Dowling led the team to the back of the glass house. A swimming pool twinkled in muted subwater green light. Behind it was a stairway that led up to a deck. The three men moved rapidly now, around the side of the pool, then climbed the stairs. They stopped outside the door.

Dowling ran his hand along the perimeter of the door, studying it. He took a preset explosive from his belt, smaller than the one on the front door. He stuck it beneath the doorknob.

The men stood as silent and still as statues. Their faces were black with paint. They were as dark, as invisible as phantoms, shielded by the door.

“I have the target,” Dowling whispered to Tosatti and Fitzgerald.

Tosatti and Fitzgerald nodded.

Dowling reached to his wrist, pressing commo.

“We’re at the line,” he whispered, telling Langley they were about to strike.

*   *   *

Polk stood, arms crossed, directly in front of the plasma, watching a live video feed picked up from a satellite ten miles in the sky. Calibrisi was a foot behind him, to the right. Every man and woman in the room stared at the screen.

Polk was calm. He’d stood in the exact same place many times, directing literally hundreds of operations in his storied career. He looked like a high school English teacher, with horn-rimmed glasses, a striped rep tie, a pink button-down shirt, khakis, a needlepoint belt, and penny loafers. He was considered the best in-mission commander in the history of NCS.

*   *   *

The thermal prints of Dowling, Tosatti, and Fitzgerald were grouped to the left of the screen, like apparitions, huddled three abreast just outside the door.

On the other side of the door, a few feet away from the waiting commandos, the thermal outlines of the dinner party attendees were similarly visible, their movements well defined if hazy: seven bodies on each side of a table, facing each other; the rapid movements of arms, heads, shoulders in the act of enjoying dinner.

One of the people stood up and started to move toward the front entrance.

Polk glanced at Calibrisi, then reached for commo.

“You have someone moving to the door,” said Polk. “Get in there.”

*   *   *

At the back door to the dacha, Dowling registered Polk’s words, glanced at Fitzgerald, who clutched the detonator for the C-4 at the front door, then nodded.

Fitzgerald flipped the metal cap off the detonator and thumbed a small red button. A loud boom abruptly ripped the air on the other side of the house, shaking the ground.

The steel front door was blown like a cannonball into the dacha, down the front hallway. It slammed headlong into a woman on her way to the bathroom, hitting her at more than fifty miles per hour and killing her instantly.

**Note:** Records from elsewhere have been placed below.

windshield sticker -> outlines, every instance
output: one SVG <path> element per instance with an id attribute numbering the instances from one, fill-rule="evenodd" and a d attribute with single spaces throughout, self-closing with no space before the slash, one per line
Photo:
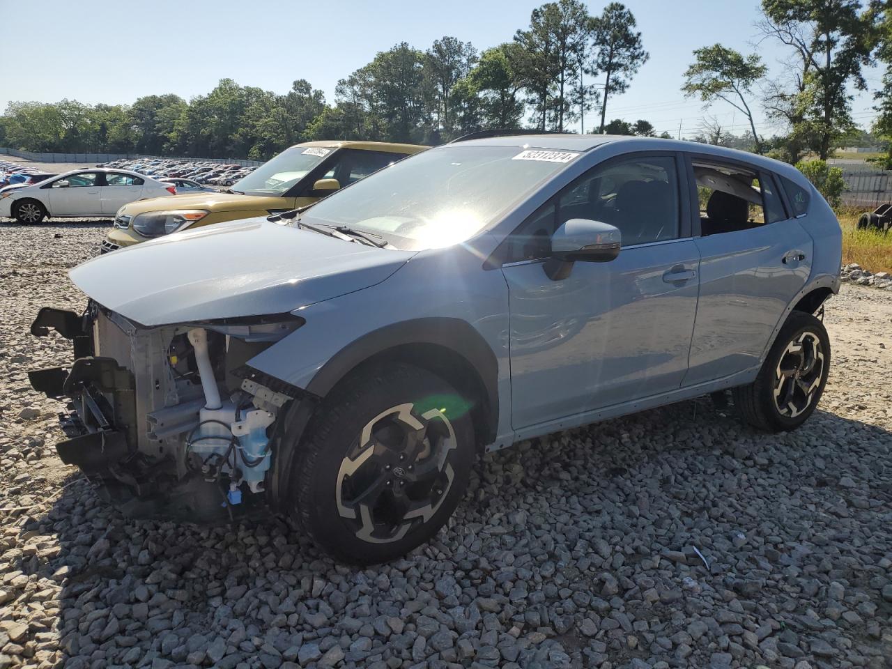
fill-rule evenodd
<path id="1" fill-rule="evenodd" d="M 301 153 L 310 153 L 310 155 L 318 155 L 320 158 L 324 158 L 332 153 L 331 149 L 317 149 L 315 146 L 310 146 L 309 149 L 304 149 L 301 152 Z"/>
<path id="2" fill-rule="evenodd" d="M 512 161 L 545 161 L 546 162 L 569 162 L 579 153 L 572 151 L 522 151 Z"/>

Steel and concrete from above the door were kicked thirty feet in the air. Red and orange flames burst in a fiery cloud. Glass shattered throughout the front wing of the dacha as shouting, then screams, suddenly filled the air.

The wailing of the house alarm came next, a high-pitched siren that only added to the sense of chaos.

Then, at the seeming height of pandemonium, Dowling hit the button on his detonator.

A small-burst explosion ripped the back door off its hinges. It tumbled down onto the deck.

The screams from inside the dacha were louder now.

Tosatti held a small pocket mirror in the door opening, looking for security or signs of weapons. All he could see, through the smoke-clogged air, was the dining room table filled with people, all of whom had raised their hands.